Il successo de I leoni di Sicilia su Disney + e di Bridgerton su Netflix la dice lunga sullo stato di salute dei period drama: non solo il genere sta bene - anzi, benissimo - ma è anche uno dei filoni di punta del romance e della serialità di oggi, forte di produzioni desiderose di lanciare e rilanciare prodotti dal sapore contemporaneamente classico e moderno. Il nuovo adattamento de Il Gattopardo di Giuseppe Tomasi di Lampedusa, opera del 1958 che trasla su carta la storia della sua famiglia e dei grandi stravolgimenti vissuti dalla Sicilia risorgimentale nella transizione verso l'Unità d'Italia, va proprio in questa direzione: se ne è fatto carico Netflix con una serie in uscita nel 2025 che conta un cast stellare - Kim Rossi Stuart, Saul Nanni, Deva Cassel e Benedetta Porcaroli tra gli altri - e ha catalizzato aspettative altissime.
Intorno alla versione originale de Il Gattopardo, il cui adattamento audiovisivo più imponente e famoso rimane quella del 1963 firmato da Luchino Visconti, ruotano molti pregiudizi, essendo un testo classico che spesso viene studiato sui banchi di scuola senza troppa convinzione o trasporto: nell'adattamento di Netflix, che sarà guidato da tre diversi registi (Tom Shankland è al timone degli episodi 1-2-3-6, Giuseppe Capotondi dell'episodio 4, Laura Luchetti del quinto) si punta a ricostruire la grandiosità della vita del principe di Salina qui interpretato da Rossi Stuart, degli intrecci politici e amorosi legati alla sua figura.
Il paragone con il grande classico di Luchino Visconti, ovviamente, è automatico: in quel kolossal erano Burt Lancaster, Claudia Cardinale, Lucia Morlacchi e Alain Delon a interpretare il principe di Salina, Angelica (che nella serie di Netflix ha il volto di Deva Cassel), Concetta, la figlia del principe (Porcaroli) e Tancredi (Nanni), quattro nomi magnifici della cinematografia internazionale sovrapposti, nell'immaginario collettivo, ai loro famosi alter-ego.
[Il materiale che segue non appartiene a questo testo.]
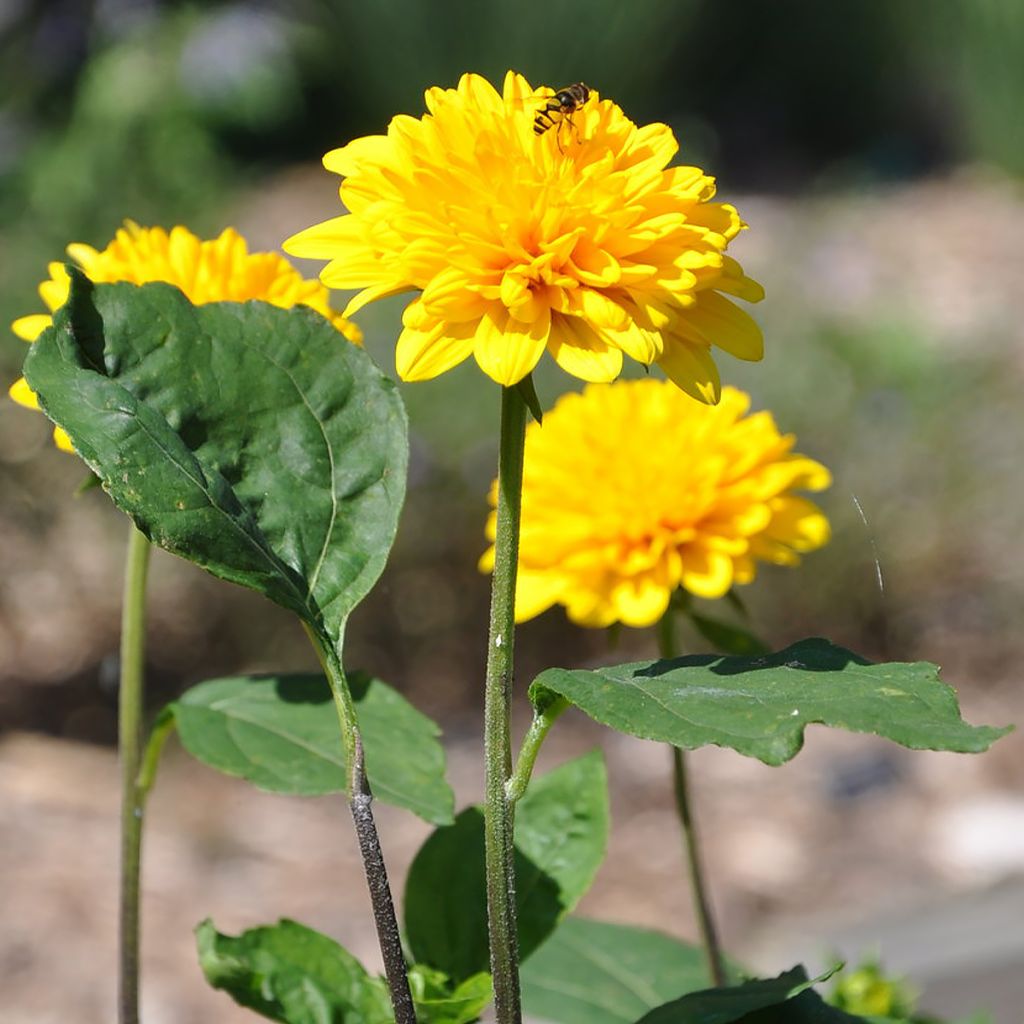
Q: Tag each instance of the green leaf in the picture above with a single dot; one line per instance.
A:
(761, 706)
(437, 1003)
(590, 972)
(253, 440)
(785, 999)
(561, 827)
(282, 733)
(292, 974)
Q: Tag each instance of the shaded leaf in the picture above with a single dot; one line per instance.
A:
(761, 706)
(252, 440)
(438, 1003)
(785, 999)
(590, 972)
(561, 827)
(282, 733)
(290, 973)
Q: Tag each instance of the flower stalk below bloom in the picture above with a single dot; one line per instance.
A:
(499, 808)
(684, 809)
(130, 706)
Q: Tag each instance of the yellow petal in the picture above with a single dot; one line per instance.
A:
(722, 324)
(582, 352)
(367, 295)
(421, 355)
(691, 368)
(54, 292)
(507, 349)
(31, 327)
(640, 601)
(349, 159)
(707, 573)
(24, 394)
(322, 241)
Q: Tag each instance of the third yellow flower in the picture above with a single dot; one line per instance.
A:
(631, 491)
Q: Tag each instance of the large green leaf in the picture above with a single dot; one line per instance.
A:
(290, 973)
(761, 706)
(561, 827)
(282, 733)
(437, 1001)
(253, 440)
(590, 972)
(785, 999)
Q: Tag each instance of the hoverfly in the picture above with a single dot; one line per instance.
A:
(560, 108)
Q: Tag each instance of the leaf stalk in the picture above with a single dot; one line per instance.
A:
(360, 805)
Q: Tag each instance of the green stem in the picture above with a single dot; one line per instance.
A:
(130, 706)
(543, 721)
(698, 884)
(498, 808)
(360, 804)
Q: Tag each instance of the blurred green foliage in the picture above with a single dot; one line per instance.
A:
(169, 112)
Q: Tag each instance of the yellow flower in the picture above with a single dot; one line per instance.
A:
(220, 269)
(631, 491)
(580, 241)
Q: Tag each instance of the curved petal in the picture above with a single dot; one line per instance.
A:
(691, 368)
(721, 323)
(707, 573)
(421, 355)
(322, 241)
(31, 327)
(61, 440)
(582, 352)
(507, 349)
(641, 601)
(23, 394)
(536, 592)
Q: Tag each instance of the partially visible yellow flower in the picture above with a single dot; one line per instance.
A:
(220, 269)
(631, 489)
(581, 241)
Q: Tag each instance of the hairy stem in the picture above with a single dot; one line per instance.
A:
(360, 804)
(698, 884)
(543, 721)
(498, 807)
(130, 707)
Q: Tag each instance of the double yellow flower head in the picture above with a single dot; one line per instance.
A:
(583, 244)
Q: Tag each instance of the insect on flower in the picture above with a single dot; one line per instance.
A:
(560, 108)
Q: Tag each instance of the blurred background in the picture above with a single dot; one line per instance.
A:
(876, 148)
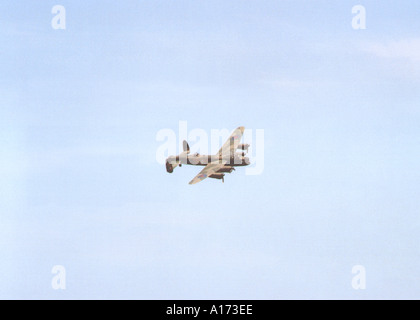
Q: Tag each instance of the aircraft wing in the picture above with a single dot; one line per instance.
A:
(230, 146)
(208, 170)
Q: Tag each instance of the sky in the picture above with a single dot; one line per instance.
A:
(81, 188)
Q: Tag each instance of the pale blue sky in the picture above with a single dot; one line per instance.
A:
(80, 186)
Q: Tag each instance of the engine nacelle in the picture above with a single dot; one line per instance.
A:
(169, 167)
(226, 169)
(243, 146)
(217, 176)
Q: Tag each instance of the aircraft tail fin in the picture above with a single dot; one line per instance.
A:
(185, 146)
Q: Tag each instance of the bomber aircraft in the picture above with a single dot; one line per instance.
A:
(215, 166)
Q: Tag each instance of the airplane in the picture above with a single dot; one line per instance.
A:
(215, 165)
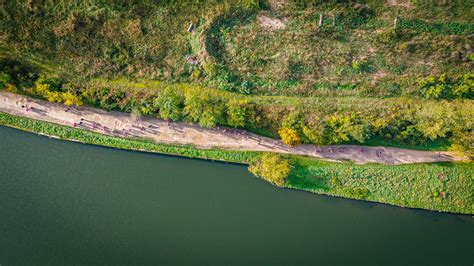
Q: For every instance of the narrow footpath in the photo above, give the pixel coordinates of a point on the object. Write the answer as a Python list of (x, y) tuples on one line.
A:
[(124, 125)]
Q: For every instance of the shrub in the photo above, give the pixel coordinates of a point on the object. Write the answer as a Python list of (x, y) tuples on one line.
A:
[(271, 167), (5, 79), (444, 87), (170, 104), (240, 113)]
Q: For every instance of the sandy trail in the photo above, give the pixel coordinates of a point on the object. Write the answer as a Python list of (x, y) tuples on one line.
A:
[(122, 125)]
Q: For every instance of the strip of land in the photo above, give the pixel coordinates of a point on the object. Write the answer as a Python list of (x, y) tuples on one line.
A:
[(124, 125)]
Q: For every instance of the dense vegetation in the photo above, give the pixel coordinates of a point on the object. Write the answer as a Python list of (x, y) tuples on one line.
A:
[(441, 187), (395, 73), (250, 46)]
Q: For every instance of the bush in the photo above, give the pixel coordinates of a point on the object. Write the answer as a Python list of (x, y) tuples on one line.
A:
[(5, 79), (289, 136), (444, 87), (170, 104), (240, 113), (272, 167)]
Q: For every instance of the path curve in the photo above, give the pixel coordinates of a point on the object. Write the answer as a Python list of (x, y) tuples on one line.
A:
[(123, 125)]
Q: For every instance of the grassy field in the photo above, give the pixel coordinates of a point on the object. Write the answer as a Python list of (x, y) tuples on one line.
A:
[(357, 54), (441, 187)]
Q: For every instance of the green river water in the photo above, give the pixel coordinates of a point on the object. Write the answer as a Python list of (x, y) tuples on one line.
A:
[(67, 203)]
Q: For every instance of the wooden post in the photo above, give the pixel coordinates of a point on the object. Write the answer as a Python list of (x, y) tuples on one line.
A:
[(191, 27)]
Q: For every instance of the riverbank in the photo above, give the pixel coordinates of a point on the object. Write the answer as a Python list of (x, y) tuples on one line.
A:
[(411, 185), (124, 125)]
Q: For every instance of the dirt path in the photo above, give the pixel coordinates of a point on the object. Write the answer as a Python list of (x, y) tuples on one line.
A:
[(122, 124)]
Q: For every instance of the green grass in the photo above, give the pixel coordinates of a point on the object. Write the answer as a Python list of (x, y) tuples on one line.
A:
[(149, 39), (411, 185), (434, 145), (68, 133)]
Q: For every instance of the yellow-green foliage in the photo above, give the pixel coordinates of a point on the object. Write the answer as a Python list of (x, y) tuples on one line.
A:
[(289, 136), (44, 90), (272, 167)]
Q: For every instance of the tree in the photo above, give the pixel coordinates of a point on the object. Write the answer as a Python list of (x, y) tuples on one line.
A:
[(344, 128), (434, 120), (272, 167), (289, 136), (170, 104), (240, 113), (5, 79)]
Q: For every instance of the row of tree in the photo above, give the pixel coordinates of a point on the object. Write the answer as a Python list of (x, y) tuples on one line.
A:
[(400, 120)]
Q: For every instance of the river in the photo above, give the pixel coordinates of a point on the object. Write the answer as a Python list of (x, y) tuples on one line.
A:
[(64, 202)]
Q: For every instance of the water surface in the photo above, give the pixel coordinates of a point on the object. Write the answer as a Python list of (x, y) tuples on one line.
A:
[(63, 202)]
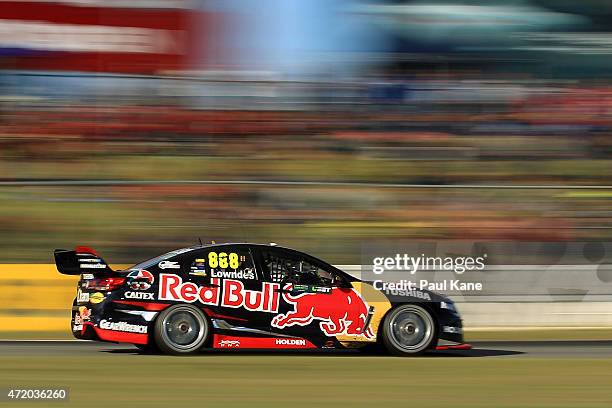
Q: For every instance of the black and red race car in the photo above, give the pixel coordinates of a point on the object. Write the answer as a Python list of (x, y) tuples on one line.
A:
[(249, 296)]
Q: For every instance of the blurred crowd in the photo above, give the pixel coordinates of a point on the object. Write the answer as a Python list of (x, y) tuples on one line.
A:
[(436, 150)]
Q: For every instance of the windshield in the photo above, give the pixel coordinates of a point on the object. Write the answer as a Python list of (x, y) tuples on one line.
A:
[(154, 261)]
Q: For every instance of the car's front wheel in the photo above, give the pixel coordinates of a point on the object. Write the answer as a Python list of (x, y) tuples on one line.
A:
[(181, 329), (409, 330)]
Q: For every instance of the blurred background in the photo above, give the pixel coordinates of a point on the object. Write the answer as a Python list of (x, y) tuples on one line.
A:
[(137, 126)]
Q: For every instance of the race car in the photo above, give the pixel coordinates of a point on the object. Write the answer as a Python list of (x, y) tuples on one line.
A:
[(249, 296)]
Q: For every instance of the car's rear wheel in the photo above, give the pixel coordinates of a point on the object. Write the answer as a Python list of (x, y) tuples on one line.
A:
[(181, 329), (409, 330)]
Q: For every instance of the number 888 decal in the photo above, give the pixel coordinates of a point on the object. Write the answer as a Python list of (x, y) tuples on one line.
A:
[(222, 260)]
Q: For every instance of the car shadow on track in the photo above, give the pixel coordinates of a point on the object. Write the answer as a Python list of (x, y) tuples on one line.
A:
[(336, 353)]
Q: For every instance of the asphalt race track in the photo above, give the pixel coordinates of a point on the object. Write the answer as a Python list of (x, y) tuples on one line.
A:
[(500, 374), (489, 349)]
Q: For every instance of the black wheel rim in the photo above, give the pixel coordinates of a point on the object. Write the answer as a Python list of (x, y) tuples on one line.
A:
[(411, 329)]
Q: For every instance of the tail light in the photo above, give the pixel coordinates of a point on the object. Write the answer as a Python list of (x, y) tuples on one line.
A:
[(104, 284)]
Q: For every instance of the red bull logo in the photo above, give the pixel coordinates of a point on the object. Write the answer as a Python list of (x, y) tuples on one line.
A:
[(340, 312), (231, 293)]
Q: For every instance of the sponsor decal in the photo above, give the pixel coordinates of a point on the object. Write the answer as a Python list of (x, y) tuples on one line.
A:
[(139, 295), (92, 266), (247, 273), (311, 288), (82, 315), (96, 297), (229, 343), (123, 326), (85, 313), (82, 297), (451, 329), (290, 342), (329, 344), (168, 265), (198, 273), (231, 294), (339, 312), (224, 341), (141, 279)]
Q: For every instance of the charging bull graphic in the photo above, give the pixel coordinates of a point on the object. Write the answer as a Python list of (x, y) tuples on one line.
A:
[(340, 312)]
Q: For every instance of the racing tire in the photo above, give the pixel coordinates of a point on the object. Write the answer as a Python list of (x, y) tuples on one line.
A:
[(409, 330), (181, 329)]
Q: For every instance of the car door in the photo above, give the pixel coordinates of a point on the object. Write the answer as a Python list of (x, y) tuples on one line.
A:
[(316, 302), (240, 301)]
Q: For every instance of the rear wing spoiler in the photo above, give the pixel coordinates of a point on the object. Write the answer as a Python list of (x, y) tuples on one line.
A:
[(80, 260)]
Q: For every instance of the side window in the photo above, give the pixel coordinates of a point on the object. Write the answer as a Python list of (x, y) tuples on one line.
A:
[(222, 262), (290, 268)]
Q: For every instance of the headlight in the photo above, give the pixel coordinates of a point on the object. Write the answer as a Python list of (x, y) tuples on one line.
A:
[(448, 306)]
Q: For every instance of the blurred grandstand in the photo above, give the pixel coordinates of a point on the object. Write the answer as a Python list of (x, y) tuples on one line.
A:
[(368, 95)]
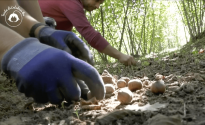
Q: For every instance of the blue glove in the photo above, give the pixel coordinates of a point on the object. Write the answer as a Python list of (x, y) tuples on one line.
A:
[(48, 74), (64, 39), (50, 22)]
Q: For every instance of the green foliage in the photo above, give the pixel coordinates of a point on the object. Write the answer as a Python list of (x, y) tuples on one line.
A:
[(141, 27)]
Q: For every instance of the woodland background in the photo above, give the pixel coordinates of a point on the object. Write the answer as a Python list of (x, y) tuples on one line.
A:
[(141, 27)]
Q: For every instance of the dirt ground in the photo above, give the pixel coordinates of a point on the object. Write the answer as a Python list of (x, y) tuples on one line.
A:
[(183, 102)]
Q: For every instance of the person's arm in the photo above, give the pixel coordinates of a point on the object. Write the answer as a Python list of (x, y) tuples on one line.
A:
[(27, 21), (32, 7), (74, 12), (6, 41)]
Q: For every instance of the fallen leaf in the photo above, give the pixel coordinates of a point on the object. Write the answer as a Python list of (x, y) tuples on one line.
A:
[(91, 107), (201, 51), (147, 107)]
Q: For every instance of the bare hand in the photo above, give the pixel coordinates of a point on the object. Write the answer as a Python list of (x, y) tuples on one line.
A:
[(127, 60)]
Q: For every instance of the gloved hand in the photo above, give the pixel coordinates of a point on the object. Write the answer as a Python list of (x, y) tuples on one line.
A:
[(64, 39), (48, 74), (50, 22)]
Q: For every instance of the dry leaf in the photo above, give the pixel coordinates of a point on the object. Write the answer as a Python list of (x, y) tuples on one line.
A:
[(91, 107), (147, 107)]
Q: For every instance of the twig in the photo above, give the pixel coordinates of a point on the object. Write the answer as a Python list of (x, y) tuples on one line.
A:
[(184, 110)]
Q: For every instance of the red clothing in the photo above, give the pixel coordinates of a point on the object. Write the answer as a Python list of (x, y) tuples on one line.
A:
[(69, 13)]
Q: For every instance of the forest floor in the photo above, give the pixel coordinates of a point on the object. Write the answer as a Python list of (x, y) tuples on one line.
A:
[(183, 102)]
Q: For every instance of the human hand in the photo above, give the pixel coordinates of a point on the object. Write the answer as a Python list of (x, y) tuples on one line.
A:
[(48, 74), (50, 22), (127, 60), (64, 39)]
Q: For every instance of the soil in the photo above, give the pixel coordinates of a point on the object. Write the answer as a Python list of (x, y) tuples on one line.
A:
[(182, 103)]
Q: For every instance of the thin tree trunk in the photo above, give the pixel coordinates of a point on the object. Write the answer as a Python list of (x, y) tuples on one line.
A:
[(124, 23)]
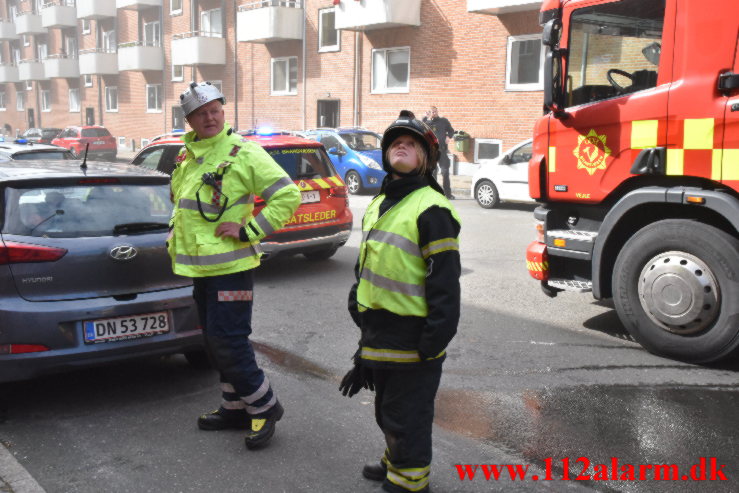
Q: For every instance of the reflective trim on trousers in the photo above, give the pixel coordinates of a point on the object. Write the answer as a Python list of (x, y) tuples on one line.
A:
[(217, 258), (392, 285), (393, 239), (260, 392), (283, 182)]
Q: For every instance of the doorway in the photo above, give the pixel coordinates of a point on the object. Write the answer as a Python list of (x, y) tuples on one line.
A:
[(328, 113)]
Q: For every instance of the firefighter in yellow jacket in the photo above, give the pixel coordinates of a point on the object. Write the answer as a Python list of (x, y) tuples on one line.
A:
[(406, 302), (214, 239)]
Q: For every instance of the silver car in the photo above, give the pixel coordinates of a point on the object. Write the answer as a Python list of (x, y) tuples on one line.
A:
[(85, 277)]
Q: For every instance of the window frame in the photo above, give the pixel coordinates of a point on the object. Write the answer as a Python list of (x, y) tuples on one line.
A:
[(286, 92), (327, 48), (108, 91), (385, 89), (70, 99), (529, 86), (158, 91)]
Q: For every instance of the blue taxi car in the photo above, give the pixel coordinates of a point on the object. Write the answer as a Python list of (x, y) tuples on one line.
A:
[(355, 153)]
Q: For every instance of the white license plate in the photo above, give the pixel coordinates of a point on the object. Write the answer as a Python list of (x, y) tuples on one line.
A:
[(131, 327), (310, 197)]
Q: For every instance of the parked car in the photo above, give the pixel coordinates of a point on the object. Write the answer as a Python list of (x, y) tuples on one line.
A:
[(41, 135), (102, 145), (504, 178), (85, 278), (22, 150), (356, 155), (323, 221)]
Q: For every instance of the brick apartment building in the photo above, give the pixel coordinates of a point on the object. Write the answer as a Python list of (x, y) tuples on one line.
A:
[(291, 64)]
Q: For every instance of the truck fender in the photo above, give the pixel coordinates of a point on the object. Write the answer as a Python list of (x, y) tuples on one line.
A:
[(722, 203)]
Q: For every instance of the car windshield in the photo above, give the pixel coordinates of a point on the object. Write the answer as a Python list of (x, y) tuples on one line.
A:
[(86, 210), (95, 132), (59, 155), (361, 141), (303, 163)]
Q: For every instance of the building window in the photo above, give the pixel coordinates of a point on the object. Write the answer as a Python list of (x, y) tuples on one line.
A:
[(328, 35), (153, 98), (285, 75), (391, 70), (111, 99), (525, 63), (45, 95), (152, 34), (211, 23), (175, 7), (74, 100), (178, 73)]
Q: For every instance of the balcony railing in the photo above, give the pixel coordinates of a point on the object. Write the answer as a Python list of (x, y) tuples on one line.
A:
[(96, 9), (137, 4), (140, 56), (496, 7), (98, 61), (61, 66), (8, 73), (59, 13), (31, 69), (198, 48), (270, 20), (28, 23), (377, 14)]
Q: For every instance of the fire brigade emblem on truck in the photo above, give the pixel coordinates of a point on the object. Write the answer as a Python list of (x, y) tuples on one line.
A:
[(591, 152)]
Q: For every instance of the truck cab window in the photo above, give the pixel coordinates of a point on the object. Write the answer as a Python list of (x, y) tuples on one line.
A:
[(614, 50)]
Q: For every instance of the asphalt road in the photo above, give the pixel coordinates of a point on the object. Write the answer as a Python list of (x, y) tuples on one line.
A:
[(529, 380)]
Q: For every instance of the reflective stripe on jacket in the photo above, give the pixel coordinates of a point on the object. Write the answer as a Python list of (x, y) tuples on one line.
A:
[(245, 170)]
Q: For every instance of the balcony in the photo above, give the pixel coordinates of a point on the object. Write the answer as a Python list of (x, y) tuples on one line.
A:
[(97, 61), (96, 9), (31, 69), (136, 56), (496, 7), (377, 14), (198, 48), (7, 31), (29, 23), (60, 13), (270, 20), (61, 67), (8, 73), (137, 4)]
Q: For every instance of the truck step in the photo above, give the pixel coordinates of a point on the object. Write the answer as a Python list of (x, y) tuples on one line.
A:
[(571, 285)]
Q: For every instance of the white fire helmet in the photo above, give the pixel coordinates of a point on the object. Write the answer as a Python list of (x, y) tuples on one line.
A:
[(199, 94)]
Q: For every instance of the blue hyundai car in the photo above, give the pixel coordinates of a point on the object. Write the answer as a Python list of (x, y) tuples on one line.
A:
[(355, 153)]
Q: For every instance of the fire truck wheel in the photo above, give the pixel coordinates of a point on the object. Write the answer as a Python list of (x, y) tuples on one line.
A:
[(676, 289), (486, 194)]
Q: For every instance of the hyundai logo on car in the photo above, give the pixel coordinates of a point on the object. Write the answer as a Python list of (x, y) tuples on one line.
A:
[(123, 252)]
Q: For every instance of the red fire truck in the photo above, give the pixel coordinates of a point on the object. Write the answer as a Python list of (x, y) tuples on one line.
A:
[(636, 167)]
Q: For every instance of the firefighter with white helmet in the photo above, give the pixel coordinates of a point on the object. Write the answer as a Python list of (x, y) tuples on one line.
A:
[(406, 301), (214, 239)]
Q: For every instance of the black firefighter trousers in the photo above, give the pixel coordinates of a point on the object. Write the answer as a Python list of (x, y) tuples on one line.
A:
[(404, 410)]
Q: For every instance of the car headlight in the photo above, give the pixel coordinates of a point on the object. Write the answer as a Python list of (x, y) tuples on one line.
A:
[(369, 162)]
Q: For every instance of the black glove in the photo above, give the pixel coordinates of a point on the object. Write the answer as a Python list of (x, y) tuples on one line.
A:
[(359, 377)]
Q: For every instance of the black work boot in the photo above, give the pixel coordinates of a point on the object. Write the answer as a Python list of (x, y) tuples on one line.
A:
[(263, 427), (375, 472), (223, 419)]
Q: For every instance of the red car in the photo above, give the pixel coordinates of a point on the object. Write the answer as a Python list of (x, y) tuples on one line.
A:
[(323, 221), (102, 145)]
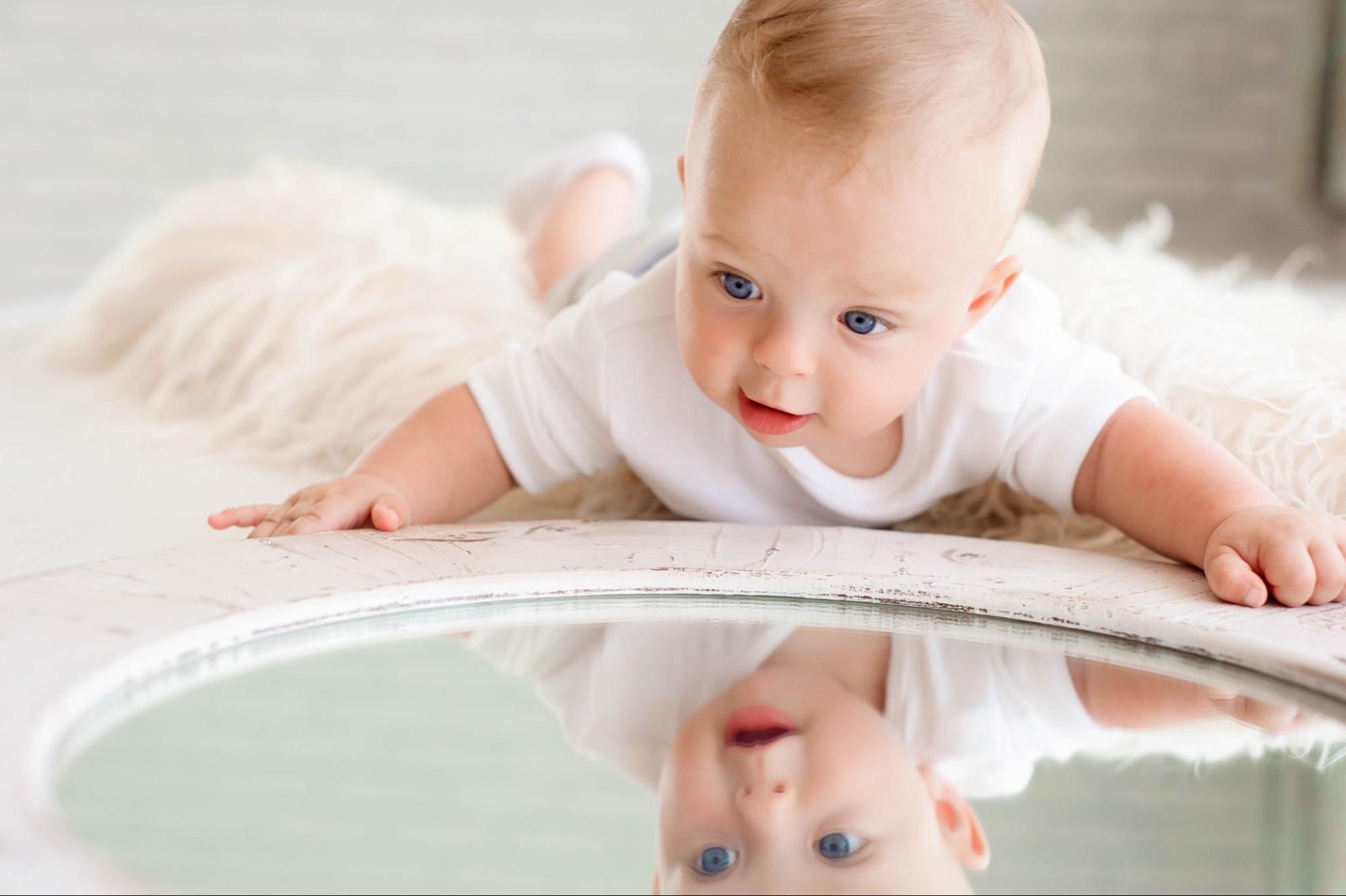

A Kim Rossi Stuart e agli altri membri del cast è dunque stato affidato un compito difficile: raccontare un classico senza necessariamente riscriverlo - anche se su alcuni personaggi come quello di Concetta è stato fatto un grande lavoro di modernizzazione - dando agli spettatori la possibilità di (ri)appassionarsi alle vicende del romanzo in un modo del tutto nuovo.
La serie non ha ancora una data di uscita ma è già uno dei titoli di punta del calendario 2025 della piattaforma: dalle prime indiscrezioni sappiamo che ben 250 persone sono state coinvolte nella produzione e che il set, in esterna, ha sfruttato le bellezze di Trapani e di altre città della Sicilia per ricostruire quei malinconici fasti del tardo periodo borbonico nel Sud Italia che da decenni definiscono l'estetica de Il Gattopardo.